4.3. QoL Scores among MS Populations with Cognitive Dysfunction

Prior studies of the relationship between cognitive impairment and QoL have been contradictory, highlighting either negligible [8790] or strong links [51, 91, 92] between cognitive disturbances and QoL alterations. The use of self-reported outcomes in subjects with cognitive dysfunction is of particular concern [93]. The extent to which MS patients with cognitive dysfunction can validly self-report their QoL is a crucial issue that has only partially been examined. While some authors argue that cognitively impaired individuals are unable to produce valid QoL measures [94, 95], others reported empirical evidence suggesting that individuals with a moderate degree of cognitive impairment can perform reliable QoL assessments [92, 96]. Two recent papers reported data providing strong arguments to support the conclusion that MS patients with executive dysfunction, as determined by the Stroop test [97], and memory dysfunction, as determined by the Grober and Buschke test [98], are reliable and consistent when answering a well-validated MS-specific QoL questionnaire, the MusiQoL [24, 38]. These studies provided new evidence about the suitability for using self-reported QoL data in these specific populations. The assessment of QoL using the MusiQoL questionnaire could be more widely used without concern over the adequacy of this approach for cognitively impaired patients. However, it has to be acknowledged that a single test of cognitive functioning will never be entirely appropriate. An interdisciplinary approach would be most effective in addressing this deficit [1, 12]. Future studies should provide similar results according to other definitions of cognitive dysfunction that integrate combinations of different composites (i.e., memory, attention, and concentration) and other QoL questionnaires.

5. Conclusion

Using QoL measures may provide clinicians with information regarding the general health status of their MS patients who might otherwise go unrecognized.
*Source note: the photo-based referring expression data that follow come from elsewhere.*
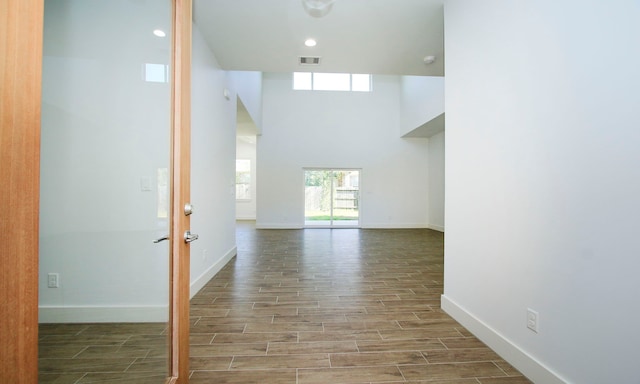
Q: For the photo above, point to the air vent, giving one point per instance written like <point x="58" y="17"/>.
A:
<point x="308" y="60"/>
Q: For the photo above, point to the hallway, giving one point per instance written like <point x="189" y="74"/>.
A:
<point x="334" y="306"/>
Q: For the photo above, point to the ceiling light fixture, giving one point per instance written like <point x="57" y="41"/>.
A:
<point x="317" y="8"/>
<point x="429" y="59"/>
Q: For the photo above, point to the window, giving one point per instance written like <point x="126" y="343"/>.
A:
<point x="243" y="179"/>
<point x="311" y="81"/>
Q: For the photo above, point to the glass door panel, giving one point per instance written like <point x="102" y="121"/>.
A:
<point x="105" y="150"/>
<point x="332" y="198"/>
<point x="346" y="197"/>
Neurologists should consider QoL measures in the same way as routine objective measures such as symptomatic evaluation scales, laboratory tests, and radiographs to manage the care of MS patients [46]. In this paper, we discussed several avenues to convince clinicians of the clinical relevance and accuracy of QoL instruments and ultimately to enhance the use of QoL measures in clinical practice for MS patients.